Не собираюсь спорить. Поднимаясь наверх, чтобы принять душ, ненадолго задерживаюсь, чтобы сбросить шорты и пару раз безуспешно попытаться вызвать рвоту над унитазом. Лучи света как иглы вонзаются в глаза, поэтому я моюсь в темноте, облокотившись о холодный кафель, чтобы проснуться. Горячая вода обрушивается мне на голову, облегчая боль, бурными потоками стекает по лицу и плечам. Я думаю обо всем сразу: об Уэйне, об отце, о найденном вчера альбоме. Невозможно поверить, что до вчерашнего дня все они и Буш-Фолс вместе с ними были такой давней частью моей жизни, скорее, далекими воспоминаниями. А теперь они грозят поглотить меня, и выстроенный за семнадцать лет защитный барьер растворяется в воздухе как мираж.
Я захожу в свою спальню, чувствуя себя бесконечно старым, меня мучает похмелье, с меня капает вода, а на постели у меня сидит Джаред и стрижет ногти на ногах.
— Ты погляди на себя, — говорит он с улыбкой, разглядывая мое разбитое лицо и синяки на ребрах.
— Сам погляди, у меня сил нет.
— Знаешь, — продолжает он хладнокровно, — статистика доказывает, что если отбивать хотя бы некоторые удары в драке, то результаты бывают более благоприятными.
— Приму к сведению.
Снизу раздается новый удар, мы вместе высовываемся из окна и видим исчезающий за углом зеленый микроавтобус. На лужайке теперь валяется второй экземпляр «Буш-Фолс», неподалеку от первого.
— Что там такое? — спрашивает Джаред, нисколько не обеспокоившись, лишь с некоторой долей любопытства, и снова принимается за стрижку ногтей.
Звонит мой мобильник, Джаред поднимает его с тумбочки и кидает мне. Это Оуэн, интересуется, как у меня дела. Я отчитываюсь о состоянии отца, и он хмыкает и поддакивает в нужных местах.
— А в остальном как? — спрашивает он с нажимом. — Ну, в смысле, как твое возвращение в Буш- Фолс?
— Полное безумие.
— Я знал, я знал! — радостно вскрикивает он. — Ну давай, рассказывай.
Я коротко перечисляю все события прошедшего дня, слушаю ахи и охи Оуэна, а Джаред смотрит на меня с восторгом и фыркает, когда я дохожу до сцены прерванных любовных игр с его участием.
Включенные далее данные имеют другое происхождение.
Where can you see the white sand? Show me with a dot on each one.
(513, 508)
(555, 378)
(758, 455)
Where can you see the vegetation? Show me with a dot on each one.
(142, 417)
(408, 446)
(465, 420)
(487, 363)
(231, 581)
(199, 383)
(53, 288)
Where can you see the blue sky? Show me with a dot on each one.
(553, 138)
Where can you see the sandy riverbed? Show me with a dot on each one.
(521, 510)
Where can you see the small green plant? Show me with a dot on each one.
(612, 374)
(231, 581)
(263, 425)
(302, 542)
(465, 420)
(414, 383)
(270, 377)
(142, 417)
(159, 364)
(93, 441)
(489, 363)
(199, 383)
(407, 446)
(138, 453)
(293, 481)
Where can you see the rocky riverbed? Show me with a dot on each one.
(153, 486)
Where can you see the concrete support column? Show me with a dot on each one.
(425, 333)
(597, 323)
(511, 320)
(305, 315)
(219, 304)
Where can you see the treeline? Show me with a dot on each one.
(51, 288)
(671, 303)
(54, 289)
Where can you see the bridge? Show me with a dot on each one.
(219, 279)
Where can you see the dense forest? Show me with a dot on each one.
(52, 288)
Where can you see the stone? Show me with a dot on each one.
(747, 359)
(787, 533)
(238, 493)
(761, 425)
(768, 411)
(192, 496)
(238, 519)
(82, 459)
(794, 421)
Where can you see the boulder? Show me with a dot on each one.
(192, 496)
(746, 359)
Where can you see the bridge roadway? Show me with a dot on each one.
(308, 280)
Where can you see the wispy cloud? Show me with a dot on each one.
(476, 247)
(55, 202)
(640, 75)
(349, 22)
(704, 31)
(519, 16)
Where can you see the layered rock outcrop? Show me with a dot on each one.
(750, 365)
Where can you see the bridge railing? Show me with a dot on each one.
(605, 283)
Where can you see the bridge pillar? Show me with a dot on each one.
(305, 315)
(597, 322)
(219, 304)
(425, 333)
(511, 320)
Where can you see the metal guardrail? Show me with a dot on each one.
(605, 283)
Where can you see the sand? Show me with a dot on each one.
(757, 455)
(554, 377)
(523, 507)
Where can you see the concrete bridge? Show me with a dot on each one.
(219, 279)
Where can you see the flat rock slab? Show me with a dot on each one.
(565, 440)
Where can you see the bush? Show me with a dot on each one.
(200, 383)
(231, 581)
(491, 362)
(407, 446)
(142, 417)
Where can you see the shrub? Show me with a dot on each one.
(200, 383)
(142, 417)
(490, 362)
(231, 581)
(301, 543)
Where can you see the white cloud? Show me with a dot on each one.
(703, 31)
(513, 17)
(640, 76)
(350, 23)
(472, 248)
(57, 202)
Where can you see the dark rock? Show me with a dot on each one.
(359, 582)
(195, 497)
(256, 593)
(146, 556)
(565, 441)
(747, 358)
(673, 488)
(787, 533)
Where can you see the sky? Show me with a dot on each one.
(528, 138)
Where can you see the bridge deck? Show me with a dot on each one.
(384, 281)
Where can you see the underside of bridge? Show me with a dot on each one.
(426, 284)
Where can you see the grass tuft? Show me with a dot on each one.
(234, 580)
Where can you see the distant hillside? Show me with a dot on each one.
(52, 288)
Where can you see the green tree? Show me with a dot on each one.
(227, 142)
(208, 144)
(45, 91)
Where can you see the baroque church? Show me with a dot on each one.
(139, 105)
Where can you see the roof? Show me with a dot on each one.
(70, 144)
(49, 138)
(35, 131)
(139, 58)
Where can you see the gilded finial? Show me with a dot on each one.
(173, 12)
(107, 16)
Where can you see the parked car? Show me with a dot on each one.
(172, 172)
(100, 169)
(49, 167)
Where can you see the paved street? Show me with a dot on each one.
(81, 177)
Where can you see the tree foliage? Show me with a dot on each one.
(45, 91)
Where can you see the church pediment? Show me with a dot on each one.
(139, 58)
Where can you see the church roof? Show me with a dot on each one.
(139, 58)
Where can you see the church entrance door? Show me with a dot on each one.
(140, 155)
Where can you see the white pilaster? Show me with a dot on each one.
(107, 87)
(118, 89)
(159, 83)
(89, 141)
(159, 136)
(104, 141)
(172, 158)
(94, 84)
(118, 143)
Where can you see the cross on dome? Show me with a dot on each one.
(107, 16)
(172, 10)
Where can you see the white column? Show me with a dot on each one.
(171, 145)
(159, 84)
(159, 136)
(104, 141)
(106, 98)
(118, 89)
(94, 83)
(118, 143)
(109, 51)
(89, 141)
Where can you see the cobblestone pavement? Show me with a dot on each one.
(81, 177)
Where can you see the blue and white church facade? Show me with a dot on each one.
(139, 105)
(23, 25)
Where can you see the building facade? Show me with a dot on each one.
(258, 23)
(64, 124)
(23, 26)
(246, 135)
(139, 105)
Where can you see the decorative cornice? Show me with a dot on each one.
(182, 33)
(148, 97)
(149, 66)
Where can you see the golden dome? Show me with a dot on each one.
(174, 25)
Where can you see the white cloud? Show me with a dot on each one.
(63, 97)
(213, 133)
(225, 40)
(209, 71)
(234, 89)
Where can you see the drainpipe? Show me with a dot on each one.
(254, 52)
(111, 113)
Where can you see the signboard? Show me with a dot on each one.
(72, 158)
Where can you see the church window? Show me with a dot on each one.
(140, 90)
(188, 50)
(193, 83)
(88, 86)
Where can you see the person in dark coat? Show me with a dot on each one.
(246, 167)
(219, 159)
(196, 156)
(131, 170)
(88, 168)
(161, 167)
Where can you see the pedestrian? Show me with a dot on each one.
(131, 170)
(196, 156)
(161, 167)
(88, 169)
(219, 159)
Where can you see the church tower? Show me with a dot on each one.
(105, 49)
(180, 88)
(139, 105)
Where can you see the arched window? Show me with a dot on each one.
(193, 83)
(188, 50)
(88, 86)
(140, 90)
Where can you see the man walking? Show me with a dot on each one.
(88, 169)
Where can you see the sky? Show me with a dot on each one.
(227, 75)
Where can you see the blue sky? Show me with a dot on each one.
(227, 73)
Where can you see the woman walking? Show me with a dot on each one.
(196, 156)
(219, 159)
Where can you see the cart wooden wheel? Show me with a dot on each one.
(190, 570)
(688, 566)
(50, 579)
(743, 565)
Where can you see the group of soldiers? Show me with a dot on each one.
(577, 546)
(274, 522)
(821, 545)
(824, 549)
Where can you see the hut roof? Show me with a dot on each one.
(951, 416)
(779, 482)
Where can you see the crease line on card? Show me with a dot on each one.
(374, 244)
— Итак, подытожим, — суммирует Оуэн, даже не пытаясь скрыть своего веселья. — За последние двадцать четыре часа ты вернулся в родной город, где практически все тебя ненавидят, предстал, пусть и несколько неуклюже, перед своими родственниками, прервал половой акт, нарушил закон, два раза подвергся оскорблениям, встретился с больным другом и как следует с ним нажрался. Я ничего не упустил?
Сказать ему про летающие книги? Я решаю пока этого не делать, потому что еще не понял, как к этому относиться.
— Да вроде все, — говорю я.
Оуэн тихонько свистит.
— Интересно, чем ты планируешь заняться сегодня.
— Ты так говоришь, как будто все, что было до этого, я планировал!
— Au contraire, mon frere.[1] Впервые за бог знает сколько лет ситуация прекрасным образом развивается вне твоего контроля.
— Черт возьми, ты это к чему?
Но ему уже нужно бежать.
— Слушай, я опаздываю, потом поговорим.
— Постой.
— Чего?
— Ты закончил ту рукопись? — нерешительно спрашиваю я.
— Забавно, что ты называешь ее «та» рукопись, — откликается Оуэн. — Большинство писателей, страстно увлеченных своим делом, используют притяжательное местоимение — «моя» рукопись.
— Что ты хочешь этим сказать?
— Похоже, ты уже дистанцируешься от своего труда.
— Ты меня достал. Скажи, прочитал или нет?